Beyond breaking tradition for presidents-elect, the move also goes against the rights afforded to Biden as a former vice president regardless of whether he won or lost the election: Former presidents and vice presidents are allowed to utilize State Department resources to send and receive communications with leaders from around the world even after they leave office.
Despite the barriers put up by the Trump administration, Biden’s transition team is in touch with a small number of foreign leaders, speaking to heads of government (like Germany’s Angela Merkel and Canada’s Justin Trudeau) over the phone. The content of these calls are being recorded for when Biden is eventually allowed to utilize the privileges of being recognized president-elect, and are mostly congratulatory in nature.
Still, having access to State Department resources would make the process much easier for the incoming president, as the department has better logistical support — not to mention, access to translation services — that would help Biden start his presidency on good terms with a number of foreign leaders and diplomats.

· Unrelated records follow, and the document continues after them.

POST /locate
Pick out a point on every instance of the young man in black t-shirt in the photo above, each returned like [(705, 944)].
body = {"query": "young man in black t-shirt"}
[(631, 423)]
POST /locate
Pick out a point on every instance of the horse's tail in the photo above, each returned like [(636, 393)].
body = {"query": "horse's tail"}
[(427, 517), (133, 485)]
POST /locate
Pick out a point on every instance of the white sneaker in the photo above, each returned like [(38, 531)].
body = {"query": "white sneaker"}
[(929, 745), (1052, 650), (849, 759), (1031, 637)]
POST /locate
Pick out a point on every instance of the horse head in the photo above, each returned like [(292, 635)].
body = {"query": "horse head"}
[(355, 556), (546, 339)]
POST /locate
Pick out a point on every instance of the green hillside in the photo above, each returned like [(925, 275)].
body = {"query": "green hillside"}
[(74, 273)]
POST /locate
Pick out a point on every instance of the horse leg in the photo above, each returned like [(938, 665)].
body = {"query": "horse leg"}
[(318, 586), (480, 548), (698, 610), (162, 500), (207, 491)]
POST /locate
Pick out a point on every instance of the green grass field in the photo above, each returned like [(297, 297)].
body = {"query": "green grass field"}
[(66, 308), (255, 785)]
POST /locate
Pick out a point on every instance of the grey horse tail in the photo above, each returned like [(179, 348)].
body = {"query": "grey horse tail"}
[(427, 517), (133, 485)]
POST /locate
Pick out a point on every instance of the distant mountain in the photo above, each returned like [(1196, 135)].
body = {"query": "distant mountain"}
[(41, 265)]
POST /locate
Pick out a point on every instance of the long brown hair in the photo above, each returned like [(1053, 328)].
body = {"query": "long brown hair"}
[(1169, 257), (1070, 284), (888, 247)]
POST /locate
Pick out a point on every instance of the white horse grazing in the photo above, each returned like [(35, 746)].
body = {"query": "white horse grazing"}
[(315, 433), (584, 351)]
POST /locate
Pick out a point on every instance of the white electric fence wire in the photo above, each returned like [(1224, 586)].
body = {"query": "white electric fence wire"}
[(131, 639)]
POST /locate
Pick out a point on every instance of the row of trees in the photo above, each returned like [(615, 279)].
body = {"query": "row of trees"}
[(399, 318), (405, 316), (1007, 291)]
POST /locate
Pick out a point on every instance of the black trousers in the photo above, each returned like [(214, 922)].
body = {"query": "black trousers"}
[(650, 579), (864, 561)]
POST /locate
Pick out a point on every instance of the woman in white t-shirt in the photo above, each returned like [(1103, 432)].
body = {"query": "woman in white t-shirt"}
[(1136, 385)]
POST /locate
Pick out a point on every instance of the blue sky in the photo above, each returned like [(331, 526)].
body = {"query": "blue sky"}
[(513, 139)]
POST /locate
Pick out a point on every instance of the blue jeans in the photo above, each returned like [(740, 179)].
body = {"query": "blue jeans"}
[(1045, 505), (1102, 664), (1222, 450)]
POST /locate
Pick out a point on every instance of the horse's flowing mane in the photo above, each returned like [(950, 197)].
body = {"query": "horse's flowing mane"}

Most Republican leaders are standing by Trump’s refusal to concede, citing the same unsubstantiated claims of voter fraud that the president is making, including Secretary of State Mike Pompeo, who earlier this week made comments that were deemed unnerving by a number of policy experts.

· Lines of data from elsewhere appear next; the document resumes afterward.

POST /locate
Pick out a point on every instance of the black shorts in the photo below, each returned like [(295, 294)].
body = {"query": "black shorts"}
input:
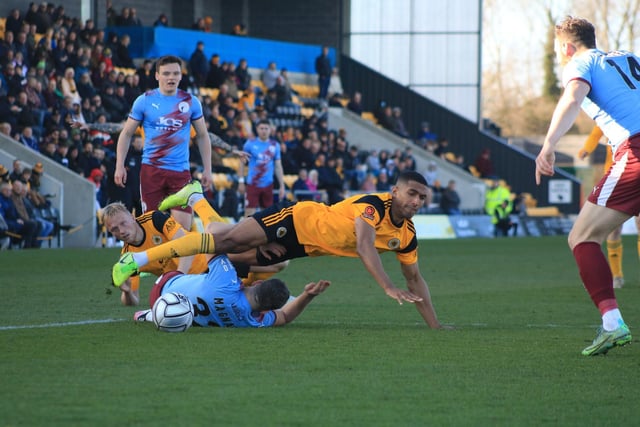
[(277, 223)]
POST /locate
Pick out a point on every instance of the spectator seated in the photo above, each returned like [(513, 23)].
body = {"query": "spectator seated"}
[(543, 211), (368, 115)]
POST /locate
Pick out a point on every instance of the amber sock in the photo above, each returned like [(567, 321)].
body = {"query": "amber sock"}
[(191, 244)]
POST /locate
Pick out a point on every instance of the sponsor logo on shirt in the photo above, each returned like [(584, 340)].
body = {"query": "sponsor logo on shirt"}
[(394, 243), (369, 212)]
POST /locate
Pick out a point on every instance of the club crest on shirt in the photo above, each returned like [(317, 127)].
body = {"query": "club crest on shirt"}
[(369, 212), (393, 243)]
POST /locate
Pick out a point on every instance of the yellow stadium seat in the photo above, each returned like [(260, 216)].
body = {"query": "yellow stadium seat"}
[(125, 71), (544, 211), (474, 171), (232, 162), (367, 115), (290, 179), (221, 182), (528, 200)]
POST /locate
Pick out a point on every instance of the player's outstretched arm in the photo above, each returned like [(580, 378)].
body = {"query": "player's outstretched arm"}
[(122, 148), (293, 308), (365, 236), (417, 285)]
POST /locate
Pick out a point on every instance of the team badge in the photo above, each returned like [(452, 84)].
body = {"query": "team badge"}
[(369, 212), (170, 225), (394, 244)]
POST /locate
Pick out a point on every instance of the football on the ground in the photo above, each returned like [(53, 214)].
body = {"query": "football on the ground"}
[(172, 312)]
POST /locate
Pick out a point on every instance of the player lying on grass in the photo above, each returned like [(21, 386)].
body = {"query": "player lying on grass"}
[(360, 226), (219, 299), (157, 227)]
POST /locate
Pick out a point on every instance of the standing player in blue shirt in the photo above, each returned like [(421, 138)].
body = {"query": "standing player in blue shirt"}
[(166, 115), (606, 86), (219, 299), (264, 160)]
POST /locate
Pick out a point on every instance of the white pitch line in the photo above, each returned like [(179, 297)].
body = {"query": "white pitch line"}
[(60, 324)]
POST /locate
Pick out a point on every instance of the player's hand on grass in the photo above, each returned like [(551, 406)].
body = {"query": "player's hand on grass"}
[(314, 289), (401, 295), (544, 163)]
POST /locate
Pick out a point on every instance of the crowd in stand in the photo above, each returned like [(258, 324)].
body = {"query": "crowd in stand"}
[(59, 77)]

When asked whether Biden would be afforded a peaceful transition or not, Pompeo refused to recognize the president-elect’s win at all, wrongly suggesting that Trump was the rightful winner of the race.
“There will be a smooth transition to a second Trump administration,” Pompeo said to reporters on Tuesday.
While most Republicans appear ready to back Trump’s refusal to recognize Biden’s win, a small handful of GOP lawmakers are refusing to fall in with the party line.
Citing the need for Biden to have access to the State Department and other government agencies to ready himself for office, Sen. James Lankford (R-Oklahoma) has said he will personally attempt to intervene in obstructionary efforts by his colleagues if the president-elect is not afforded a proper transition process by the end of the week. This would include receiving presidential daily intelligence briefings, Lankford said, something that previous presidents-elect have also received.
“There is no loss from him getting the briefings and to be able to do that,” Lankford explained earlier this week.
“This needs to occur so that regardless of the outcome of the election, whichever way that it goes, people can be ready for that actual task,” he added.
The Associated Press, as well as a number of other reporting organizations, declared Biden the winner of the 2020 presidential race last Saturday, citing figures from states’ election returns. As of Thursday morning, Biden also had an insurmountable lead in the popular vote totals, with 50.8 percent of the national electorate preferring him to be president, versus 47.4 percent for Trump. The difference in vote totals between the two candidates is currently greater than 5 million.